I mean sure, there are some very rare examples where a character requires some benefit he gains from levelling up in order to represent some aspect of his character that isn't linear progression of power (ie - you may have someone learn to use an item that he's found or a new language. The current 4e system says he can only possibly do that by gaining a level) but in general the only thing that levelling up (and the reciprocal levelling of monsters) does is to give a feeling that new threats are bigger and badder, and to keep giving players new and interesting things to do.

The only time this isn't the case is if you're one of those 'the world and all the monsters in it are set in stone ahead of time, so you'd better level up if you want to go to the place marked "here be dragons"' DMs (not that there's anything wrong with it, it just seems like a lot of extra work to me).
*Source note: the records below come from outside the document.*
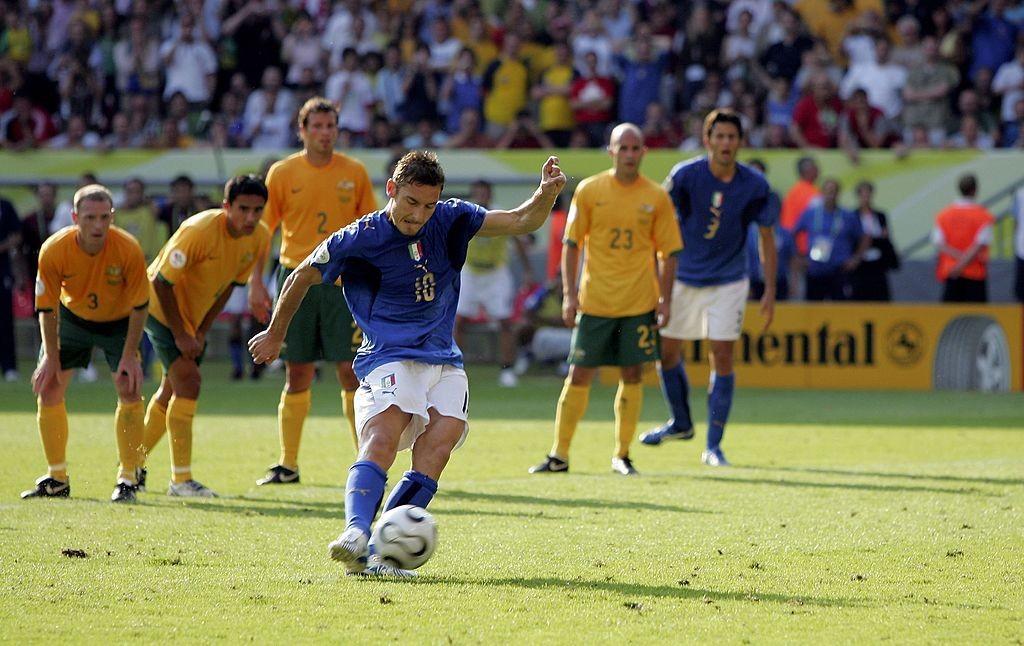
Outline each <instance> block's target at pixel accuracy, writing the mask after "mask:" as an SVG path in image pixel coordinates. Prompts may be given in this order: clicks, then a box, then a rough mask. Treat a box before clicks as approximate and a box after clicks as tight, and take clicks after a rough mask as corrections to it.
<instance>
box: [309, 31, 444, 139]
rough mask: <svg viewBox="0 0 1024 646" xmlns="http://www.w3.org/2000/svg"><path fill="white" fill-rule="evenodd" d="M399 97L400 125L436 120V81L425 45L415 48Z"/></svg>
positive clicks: (427, 52) (408, 67)
mask: <svg viewBox="0 0 1024 646" xmlns="http://www.w3.org/2000/svg"><path fill="white" fill-rule="evenodd" d="M401 95H402V96H403V97H404V99H403V100H402V102H401V103H400V104H399V107H398V113H399V116H400V118H401V122H402V123H407V124H410V123H419V122H420V121H422V120H423V119H430V120H433V119H436V118H437V81H436V79H435V78H434V75H433V73H432V72H430V48H429V47H427V45H426V44H425V43H420V44H419V45H417V46H416V52H415V54H414V56H413V60H412V61H411V62H410V63H409V64H408V66H407V67H406V73H404V76H403V77H402V82H401ZM328 97H330V94H328Z"/></svg>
And even then the XP curve is really behaving as a sort of drawn path through the world, not any kind of realistic gauge of characters changing and improving due to the world around them.
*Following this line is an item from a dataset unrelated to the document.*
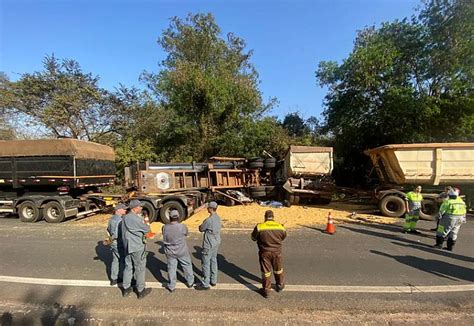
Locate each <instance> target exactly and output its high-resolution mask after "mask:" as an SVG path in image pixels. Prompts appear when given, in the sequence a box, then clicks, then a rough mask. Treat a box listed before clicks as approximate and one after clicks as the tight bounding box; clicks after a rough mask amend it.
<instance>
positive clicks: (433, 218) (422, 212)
mask: <svg viewBox="0 0 474 326" xmlns="http://www.w3.org/2000/svg"><path fill="white" fill-rule="evenodd" d="M438 212H439V207H438V203H437V202H436V201H435V200H434V199H431V198H430V199H424V200H423V202H422V203H421V210H420V219H422V220H425V221H434V220H436V218H438Z"/></svg>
That also partly why I don't believe in any sort of differential XP system in D&D. 4e (and D&D in general) breaks down if one character is significantly ahead of the others. Differential XP just makes the DMs job much harder. Since there are plenty of other things to give out (magic items, boons, rerolls, roleplaying rewards like your own castle, RL rewards like sweets) that are much more fun for all involved and much less work for a DM, why would you choose XP?
 

Classic Traveller is an example of this.

How would you see Runequest fitting in?
Interestingly, very early (1/2E) RQ had skill increases mainly driven by training - a very world-based/simulationist approach for its time. The "roll a fail to advance" mechanic is a very nice way to get diminishing returns on a skill as it increases in value, but too often I find the game devolves into "tick drive", where players spend all their time looking for ways to get checkmarks by all their skills.
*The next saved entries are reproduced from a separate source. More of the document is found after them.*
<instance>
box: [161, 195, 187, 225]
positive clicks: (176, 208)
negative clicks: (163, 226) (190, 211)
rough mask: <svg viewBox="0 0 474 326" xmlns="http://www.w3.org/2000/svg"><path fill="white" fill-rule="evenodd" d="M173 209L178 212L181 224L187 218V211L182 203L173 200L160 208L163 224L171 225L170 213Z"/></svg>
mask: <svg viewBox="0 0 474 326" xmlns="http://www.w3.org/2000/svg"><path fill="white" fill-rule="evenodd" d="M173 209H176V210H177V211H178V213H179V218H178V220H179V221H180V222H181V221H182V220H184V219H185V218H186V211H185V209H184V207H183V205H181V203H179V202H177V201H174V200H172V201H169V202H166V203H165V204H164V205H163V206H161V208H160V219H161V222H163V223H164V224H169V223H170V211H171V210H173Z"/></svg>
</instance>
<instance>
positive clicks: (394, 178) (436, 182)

In summary, RQ-style percentage skill with rolls to gain can be a nice, world-simulating advancement mechanic, but these days, if I was designing for a setting-based game, I think I would go for a simpler schema that de-emphasises skill gain during actual play. I think this is an area where Pendragon's skill gains over "winter" is a great model. Playing Pendragon where personality stats change during actual adventures and skills just get trained over winter (and atrophy with age) works really well, IMO. The focus during actual play is right on your knight's traits and passions - which is just where it should be!
 

My question is simple in theory. Should roleplay determine character advancement? What I mean is, should roleplay be the only thing that determines character advancement? Should XP and other mechanical means of advancing characters be thrown out and replaced with roleplay only advancement?

I like the idea. I like it a lot. But I've never found a good way to do it. If anyone has I'd love to see the rules you used or links to them.